И тогда Иаков изложил свое требование и высказал условие, на котором он согласился бы остаться еще на год-другой. Лаван ожидал чего угодно, только не этого. В первое мгновение он был ошеломлен, и ум его судорожно заработал, стараясь, во-первых, уразуметь это требование, а во-вторых, немедленно ограничить его значенье самыми необходимыми ответными ходами.

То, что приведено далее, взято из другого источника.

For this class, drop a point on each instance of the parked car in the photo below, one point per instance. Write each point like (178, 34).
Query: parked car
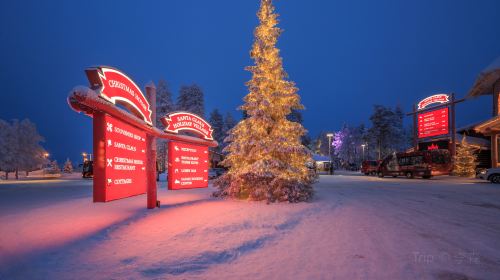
(369, 167)
(423, 164)
(492, 175)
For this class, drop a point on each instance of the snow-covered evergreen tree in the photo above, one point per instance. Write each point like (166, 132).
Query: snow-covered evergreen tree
(164, 102)
(20, 145)
(190, 99)
(266, 159)
(7, 154)
(465, 161)
(164, 106)
(68, 166)
(53, 168)
(387, 133)
(295, 116)
(229, 123)
(320, 145)
(217, 123)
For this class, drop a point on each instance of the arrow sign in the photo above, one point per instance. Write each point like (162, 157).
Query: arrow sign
(180, 121)
(114, 86)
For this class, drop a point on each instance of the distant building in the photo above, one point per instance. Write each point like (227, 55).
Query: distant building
(488, 83)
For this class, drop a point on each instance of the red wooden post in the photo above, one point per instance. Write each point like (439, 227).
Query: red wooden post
(453, 127)
(151, 146)
(99, 128)
(415, 128)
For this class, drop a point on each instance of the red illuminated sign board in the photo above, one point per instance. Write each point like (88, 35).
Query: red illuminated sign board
(178, 121)
(437, 98)
(115, 86)
(120, 159)
(433, 123)
(187, 166)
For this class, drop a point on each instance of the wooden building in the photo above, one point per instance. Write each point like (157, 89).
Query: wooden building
(488, 83)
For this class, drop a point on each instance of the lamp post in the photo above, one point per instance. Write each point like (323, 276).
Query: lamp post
(363, 146)
(330, 136)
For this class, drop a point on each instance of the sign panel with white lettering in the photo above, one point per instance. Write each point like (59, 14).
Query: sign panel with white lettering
(179, 121)
(114, 86)
(187, 166)
(120, 169)
(433, 123)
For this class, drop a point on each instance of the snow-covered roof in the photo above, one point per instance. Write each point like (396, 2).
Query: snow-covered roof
(486, 80)
(475, 141)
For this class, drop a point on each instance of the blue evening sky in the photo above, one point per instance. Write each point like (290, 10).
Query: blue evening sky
(344, 56)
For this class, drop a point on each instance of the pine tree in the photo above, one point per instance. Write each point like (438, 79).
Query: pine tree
(229, 123)
(164, 103)
(190, 99)
(266, 159)
(68, 166)
(464, 164)
(164, 106)
(217, 123)
(53, 168)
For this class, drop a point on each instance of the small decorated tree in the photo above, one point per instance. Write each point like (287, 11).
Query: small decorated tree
(465, 163)
(266, 158)
(68, 166)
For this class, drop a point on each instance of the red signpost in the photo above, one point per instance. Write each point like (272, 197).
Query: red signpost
(433, 123)
(124, 140)
(115, 86)
(178, 121)
(187, 166)
(120, 159)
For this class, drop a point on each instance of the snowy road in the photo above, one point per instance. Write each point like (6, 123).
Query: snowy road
(357, 227)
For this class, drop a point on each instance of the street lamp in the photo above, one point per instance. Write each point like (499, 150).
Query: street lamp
(330, 136)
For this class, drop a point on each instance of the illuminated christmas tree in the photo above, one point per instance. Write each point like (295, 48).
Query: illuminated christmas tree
(266, 159)
(465, 160)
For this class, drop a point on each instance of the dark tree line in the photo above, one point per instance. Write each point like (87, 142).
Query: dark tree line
(351, 144)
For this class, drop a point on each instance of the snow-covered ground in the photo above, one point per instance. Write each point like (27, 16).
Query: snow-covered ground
(357, 227)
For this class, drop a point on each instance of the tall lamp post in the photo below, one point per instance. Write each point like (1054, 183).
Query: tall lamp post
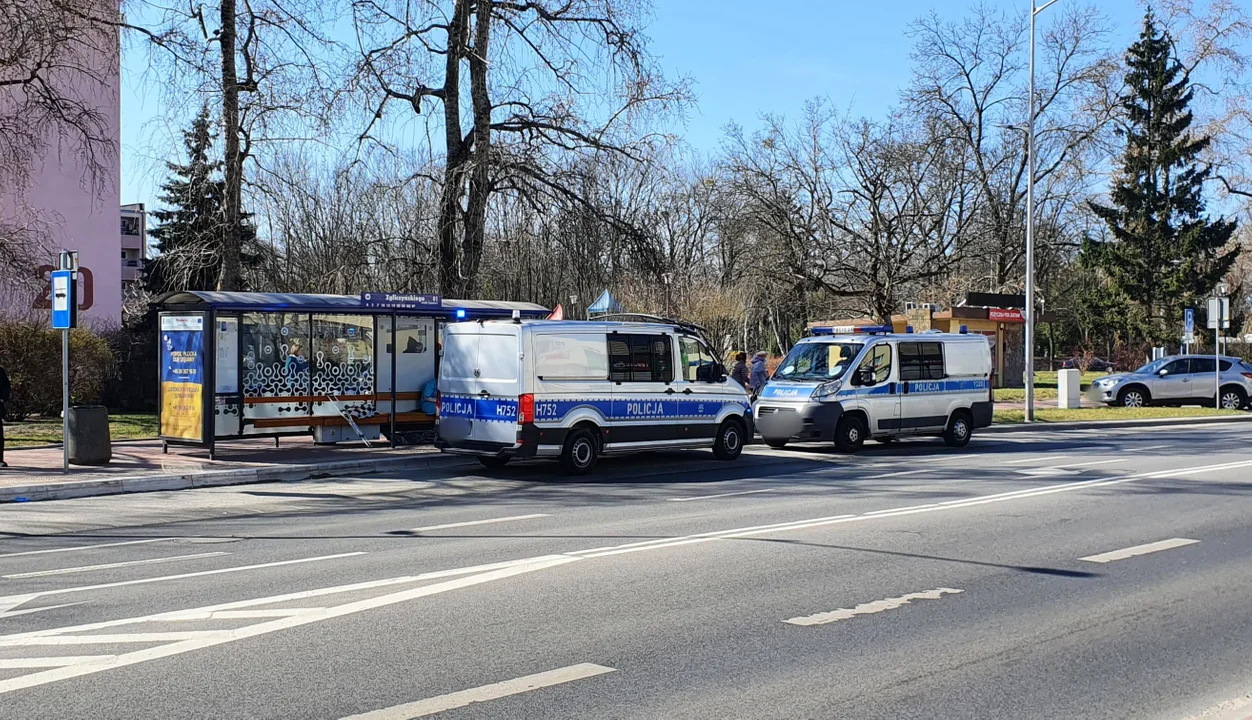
(1029, 227)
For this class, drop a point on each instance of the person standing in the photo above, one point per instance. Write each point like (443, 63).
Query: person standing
(759, 376)
(739, 372)
(4, 401)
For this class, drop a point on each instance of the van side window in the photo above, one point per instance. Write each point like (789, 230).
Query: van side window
(879, 358)
(640, 358)
(696, 360)
(922, 361)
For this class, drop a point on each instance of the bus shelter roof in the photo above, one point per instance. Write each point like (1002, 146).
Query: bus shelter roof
(324, 303)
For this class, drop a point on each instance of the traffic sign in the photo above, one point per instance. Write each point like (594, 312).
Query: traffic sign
(1218, 313)
(64, 301)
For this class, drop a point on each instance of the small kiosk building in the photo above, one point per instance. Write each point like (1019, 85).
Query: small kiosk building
(339, 367)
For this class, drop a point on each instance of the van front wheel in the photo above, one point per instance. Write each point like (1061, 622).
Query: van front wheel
(730, 440)
(580, 453)
(849, 433)
(959, 430)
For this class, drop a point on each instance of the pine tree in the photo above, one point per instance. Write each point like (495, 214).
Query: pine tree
(189, 234)
(1163, 253)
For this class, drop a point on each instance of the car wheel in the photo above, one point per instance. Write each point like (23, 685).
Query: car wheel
(1232, 398)
(849, 433)
(960, 428)
(1133, 397)
(580, 453)
(730, 440)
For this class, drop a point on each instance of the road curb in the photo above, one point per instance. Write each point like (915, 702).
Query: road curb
(1112, 423)
(222, 477)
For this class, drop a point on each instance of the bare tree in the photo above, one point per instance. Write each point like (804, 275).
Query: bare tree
(969, 75)
(546, 78)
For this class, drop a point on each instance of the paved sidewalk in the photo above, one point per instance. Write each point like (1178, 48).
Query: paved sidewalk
(35, 473)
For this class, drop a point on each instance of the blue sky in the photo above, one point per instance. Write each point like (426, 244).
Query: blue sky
(745, 56)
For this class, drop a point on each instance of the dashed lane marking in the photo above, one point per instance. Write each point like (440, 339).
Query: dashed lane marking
(870, 607)
(485, 693)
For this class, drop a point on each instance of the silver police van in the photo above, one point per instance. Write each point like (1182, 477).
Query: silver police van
(848, 385)
(575, 390)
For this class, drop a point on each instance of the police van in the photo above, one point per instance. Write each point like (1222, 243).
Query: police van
(846, 385)
(575, 390)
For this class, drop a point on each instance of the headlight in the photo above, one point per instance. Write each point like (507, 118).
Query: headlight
(828, 390)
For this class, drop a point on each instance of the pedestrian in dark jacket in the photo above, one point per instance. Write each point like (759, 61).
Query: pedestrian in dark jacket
(739, 372)
(759, 376)
(4, 401)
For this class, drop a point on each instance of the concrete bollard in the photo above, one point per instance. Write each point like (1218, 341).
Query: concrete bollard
(1069, 391)
(89, 442)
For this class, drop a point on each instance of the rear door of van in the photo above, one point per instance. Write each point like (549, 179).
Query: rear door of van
(480, 383)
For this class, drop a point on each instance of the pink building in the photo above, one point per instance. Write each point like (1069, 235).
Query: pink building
(65, 209)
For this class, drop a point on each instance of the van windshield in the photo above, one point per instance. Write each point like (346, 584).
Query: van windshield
(818, 361)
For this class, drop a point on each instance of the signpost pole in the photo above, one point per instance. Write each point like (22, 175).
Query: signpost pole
(65, 401)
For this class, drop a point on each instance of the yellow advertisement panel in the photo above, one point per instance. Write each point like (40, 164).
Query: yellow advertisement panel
(182, 387)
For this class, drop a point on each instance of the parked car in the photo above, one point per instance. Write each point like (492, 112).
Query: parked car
(1178, 380)
(1093, 365)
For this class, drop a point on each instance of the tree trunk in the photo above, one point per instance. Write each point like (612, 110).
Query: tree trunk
(457, 158)
(480, 173)
(232, 271)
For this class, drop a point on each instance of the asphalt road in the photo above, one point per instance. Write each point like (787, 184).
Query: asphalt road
(1042, 575)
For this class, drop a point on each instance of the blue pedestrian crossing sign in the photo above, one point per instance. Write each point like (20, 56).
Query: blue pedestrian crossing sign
(64, 301)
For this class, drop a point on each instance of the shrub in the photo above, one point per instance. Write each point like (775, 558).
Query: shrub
(31, 354)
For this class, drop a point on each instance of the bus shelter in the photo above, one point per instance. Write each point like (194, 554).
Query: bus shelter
(336, 367)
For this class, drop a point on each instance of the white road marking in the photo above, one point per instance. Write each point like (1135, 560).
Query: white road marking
(485, 693)
(112, 639)
(249, 614)
(212, 639)
(112, 565)
(85, 547)
(721, 495)
(1024, 460)
(1139, 550)
(502, 570)
(56, 661)
(13, 601)
(446, 526)
(870, 607)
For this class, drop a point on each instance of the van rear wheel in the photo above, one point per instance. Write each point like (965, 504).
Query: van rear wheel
(580, 452)
(730, 440)
(960, 428)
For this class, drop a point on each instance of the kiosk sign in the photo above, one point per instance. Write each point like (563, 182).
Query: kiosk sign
(182, 377)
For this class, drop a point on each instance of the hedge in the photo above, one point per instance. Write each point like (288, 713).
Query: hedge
(31, 354)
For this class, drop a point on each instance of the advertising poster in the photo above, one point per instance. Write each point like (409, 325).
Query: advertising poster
(182, 377)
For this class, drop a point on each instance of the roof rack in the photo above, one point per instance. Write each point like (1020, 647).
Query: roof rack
(649, 318)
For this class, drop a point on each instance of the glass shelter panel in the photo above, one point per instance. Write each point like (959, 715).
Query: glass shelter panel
(342, 366)
(276, 366)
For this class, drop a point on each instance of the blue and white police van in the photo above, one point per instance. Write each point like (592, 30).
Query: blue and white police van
(576, 390)
(845, 385)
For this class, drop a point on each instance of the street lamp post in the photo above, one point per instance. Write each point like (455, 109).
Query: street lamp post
(1029, 227)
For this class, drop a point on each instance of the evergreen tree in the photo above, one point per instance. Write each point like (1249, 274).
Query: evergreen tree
(1163, 253)
(189, 234)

Это была знаменитая история с крапчатыми овцами, которую тысячи раз пересказывали у костров и колодцев, тысячи раз повторяли и воспевали в прекраснословных беседах во славу Иакова и как образец остроумной пастушеской находчивости, история, которую в старости, когда он обо всем размышлял, Иаков и сам не вспоминал без того, чтобы его тонкие губы не ухмыльнулись в бороду… Одним словом, Иаков потребовал в награду за свой труд двуцветных черно-белых овец и коз — не тех, что уже имелись налицо, — в этом вся суть, — а будущий пестрый приплод Лаванова стада, чтобы приобщить его к личному своему имуществу, которое он исподволь нажил на службе у дяди. Речь шла, таким образом, о дележе всего выращиваемого впредь поголовья между хозяином и работником — правда, не поровну; в подавляющем большинстве овцы были белые, и пятнистых было немного, так что Иаков сделал вид, будто дело идет о некоей выбраковке. Но оба отлично знали, что крапчатый скот намного ярее и плодовитее белого, и Лаван не преминул с уваженьем и ужасом высказать это, огорошенный ловкостью и вымогательским бесстыдством племянника.